Even without being sick though, I wake up feeling behind. This fall has been different for me because I have been attempting (attempting and attempting) to wake up early. Early enough to read or exercise, early enough to pray before the kiddos get up. I’ve been waking the girls up early so they can do their math and other school work before the boys wake up. The husband is an early riser, and every once in a while we are able to pray together if my rising attempts are successful. And by early riser, I mean 5 or 5:30. Who does that? What is wrong with him? But maybe that’s what I need to do. Don’t tell him though.

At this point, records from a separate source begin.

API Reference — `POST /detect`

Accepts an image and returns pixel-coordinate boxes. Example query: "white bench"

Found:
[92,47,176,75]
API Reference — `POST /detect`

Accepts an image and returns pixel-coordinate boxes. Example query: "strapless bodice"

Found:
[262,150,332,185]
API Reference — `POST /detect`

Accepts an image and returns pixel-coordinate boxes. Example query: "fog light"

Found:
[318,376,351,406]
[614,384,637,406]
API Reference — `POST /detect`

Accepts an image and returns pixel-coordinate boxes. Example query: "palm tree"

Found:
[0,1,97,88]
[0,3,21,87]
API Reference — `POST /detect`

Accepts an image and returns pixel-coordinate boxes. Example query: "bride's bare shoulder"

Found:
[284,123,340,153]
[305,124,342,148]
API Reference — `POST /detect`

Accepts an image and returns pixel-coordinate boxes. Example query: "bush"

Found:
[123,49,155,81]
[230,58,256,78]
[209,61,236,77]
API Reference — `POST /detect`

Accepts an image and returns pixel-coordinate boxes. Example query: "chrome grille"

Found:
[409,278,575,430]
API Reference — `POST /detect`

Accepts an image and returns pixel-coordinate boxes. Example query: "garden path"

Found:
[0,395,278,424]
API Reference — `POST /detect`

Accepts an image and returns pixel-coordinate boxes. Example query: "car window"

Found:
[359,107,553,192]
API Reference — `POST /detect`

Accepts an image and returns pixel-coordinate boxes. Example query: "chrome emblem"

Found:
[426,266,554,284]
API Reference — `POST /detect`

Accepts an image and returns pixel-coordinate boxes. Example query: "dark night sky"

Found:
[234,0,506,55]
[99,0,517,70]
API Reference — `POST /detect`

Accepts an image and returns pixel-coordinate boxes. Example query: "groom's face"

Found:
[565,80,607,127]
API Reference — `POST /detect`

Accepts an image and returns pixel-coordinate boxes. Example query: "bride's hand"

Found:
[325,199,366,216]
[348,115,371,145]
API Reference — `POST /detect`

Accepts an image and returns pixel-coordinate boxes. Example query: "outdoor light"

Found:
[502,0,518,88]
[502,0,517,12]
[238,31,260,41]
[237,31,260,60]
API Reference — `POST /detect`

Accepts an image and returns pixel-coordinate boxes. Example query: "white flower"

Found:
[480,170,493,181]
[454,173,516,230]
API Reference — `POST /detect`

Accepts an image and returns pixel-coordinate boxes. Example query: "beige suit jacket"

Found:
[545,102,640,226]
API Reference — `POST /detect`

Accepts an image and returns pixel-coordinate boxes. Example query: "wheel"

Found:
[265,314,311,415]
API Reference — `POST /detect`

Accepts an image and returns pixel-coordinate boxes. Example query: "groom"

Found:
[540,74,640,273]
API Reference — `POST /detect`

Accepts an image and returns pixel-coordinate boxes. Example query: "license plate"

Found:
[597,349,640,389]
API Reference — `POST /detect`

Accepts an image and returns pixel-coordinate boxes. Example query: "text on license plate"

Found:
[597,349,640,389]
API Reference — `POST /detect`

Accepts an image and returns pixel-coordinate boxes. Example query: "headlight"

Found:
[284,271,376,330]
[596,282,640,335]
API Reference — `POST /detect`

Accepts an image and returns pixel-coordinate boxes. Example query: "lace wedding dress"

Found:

More often than not by 7:30 I find my pulse racing, my temper shortening and harsh words escaping my mouth. That’s 7:30 AM by the way. As in the morning. There is just so much to do. And I don’t even mean the every day tasks of laundry, food, school, friends, etc. It’s the bigger stuff that needs doing. There is so much my kids need to learn, so many things they need to see and experience, and how can we possibly fit it into one day? One childhood? They’re grumpy today and there is a lot of complaining about the teensy amounts of work I ask them to do, maybe I’ve failed as a mother all ready! We were going to read that book then do the project, but our museum membership is almost done and we need to go there, and now someone is biting someone and will he continue to do that when he’s thirty and how will I teach them to love other people if they can’t even love each other?
On the mornings that Mike and I are able to pray together, the day starts so much better. On the mornings I pray by myself things are better. Maybe there is something to that. Maybe I need to pray more than I need to sleep.
We haven’t done anything good for anyone in so long! When will we ever be able to teach our children how to love the poor, how to give sacrificially, how to embrace Jesus in each person they meet? We can’t even embrace each other half the time! I just yelled at Del and made him cry for being a boy and doing boy things. I just stomped around like a teenager because I was asked yet again for a snack. How will they ever grow up to be what I know they can be if I can’t act like a grown up?